In 1983, Rustin and two colleagues made a fact-finding visit to South Africa. Their report, South Africa: Is Peaceful Change Possible?,led to the formation of Project South Africa, a program that sought to broaden Americans’ support of groups within South Africa working for democracy through peaceful means. Late in life, Bayard Rustin gave numerous interviews discussing how anti-gay prejudice had affected his life’s work. He was invited to address gay and lesbian groups and testified on behalf of New York City’s gay rights bill. A collection of Rustin’s essays, Down the Line, was published in 1971. In 1976, he delivered the Radner Lecture at Columbia University. It was published under the title Strategies for Freedom: The Changing Patterns of Black Protest. He made three recordings of songs that have been reissued by The Bayard Rustin Fund, Inc. The recordings include spirituals, work and freedom songs, and Elizabethan songs.

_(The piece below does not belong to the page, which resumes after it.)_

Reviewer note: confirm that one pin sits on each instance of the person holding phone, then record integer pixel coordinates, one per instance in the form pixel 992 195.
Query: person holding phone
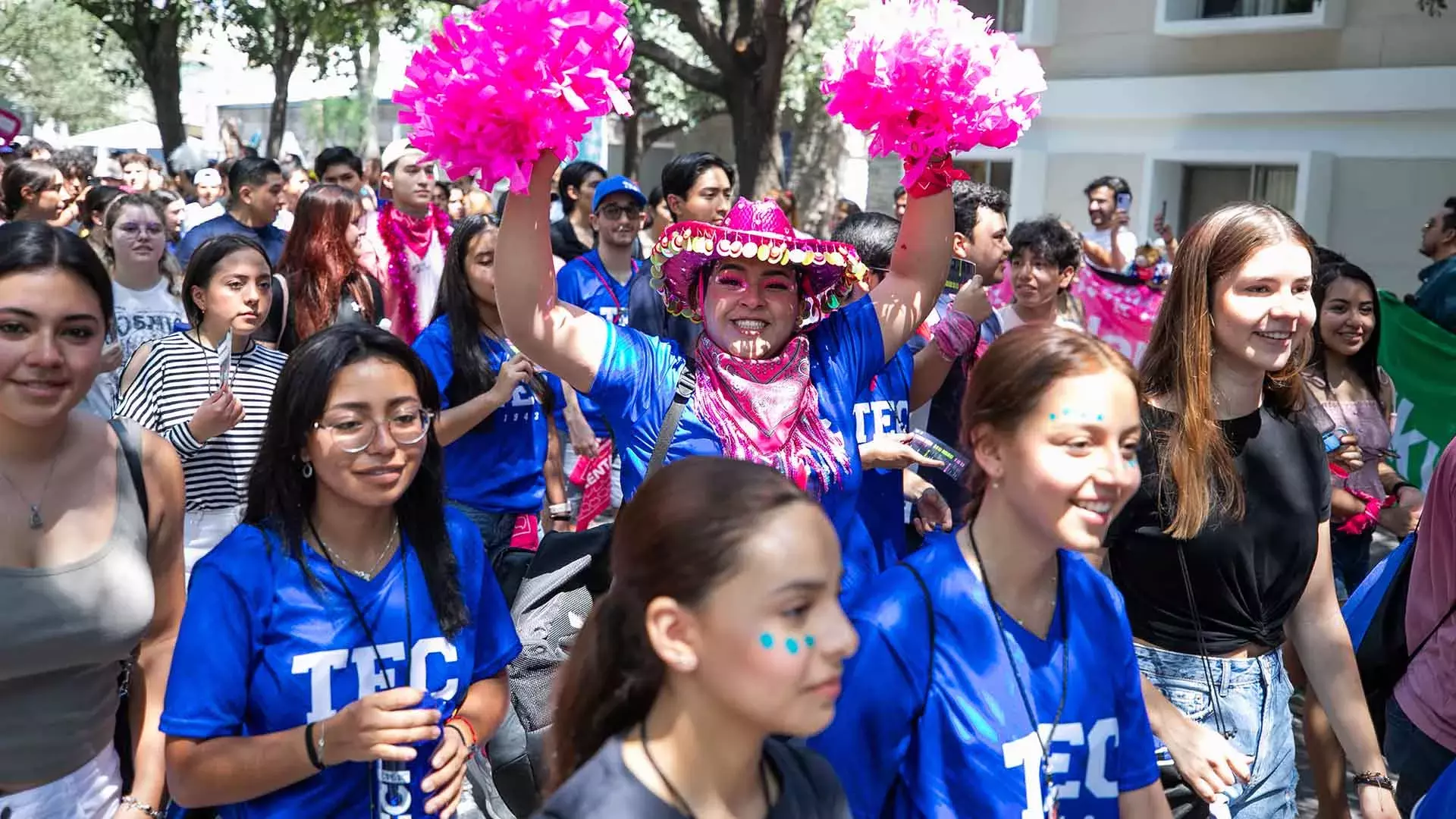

At the time of his death in 1987 at age 75, Bayard Rustin was Co-Chairman of the A. Philip Randolph Institute and President of the A. Philip Randolph Educational Fund. He was Chairman of Social Democrats USA, a member of the United States Holocaust Memorial Council, and a life member of Actors’ Equity. He also served on numerous boards and committees, and was the recipient of more than a dozen honorary doctorates.

In 2013, President Barack Obama awarded a posthumous Presidential Medal of Freedom  — the nation’s highest civilian honor — to Bayard Rustin. In bestowing this honor, President Obama stated: “Thanks to Rustin’s unparalleled skills as an organizer, progress that once seemed impossible appears, in retrospect, to have been inevitable.” Obama added: “For decades, this great leader, often at Dr. King’s side, was denied his rightful place in history because he was openly gay. No medal can change that, but today we honor Bayard Rustin’s memory by taking our place in his march towards true equality, no matter who we are or who we love.” 

Walter Naegle was Bayard Rustin’s life partner for the last decade of Rustin’s life. In 2013, he accepted the Presidential Medal of Freedom that Barack Obama bestowed posthumously on Rustin at a White House ceremony; that same year, he was featured in the OUT 100, OUT Magazine’s annual list of the most influential members of the LGBTQ community. Walter serves as Executive Director of The Bayard Rustin Fund, a non-profit organization dedicated to sustaining Rustin’s vision of a more peaceful and equitable world. An accomplished photographer, he accompanied Rustin on a number of international missions, investigating the conditions of refugees and prospects for democracy in countries experiencing social change, including El Salvador, Haiti, and South Africa. He is the co-author of Troublemaker for Justice: The Story of Bayard Rustin, an acclaimed biography for young people, and he speaks regularly about Rustin’s life and legacy.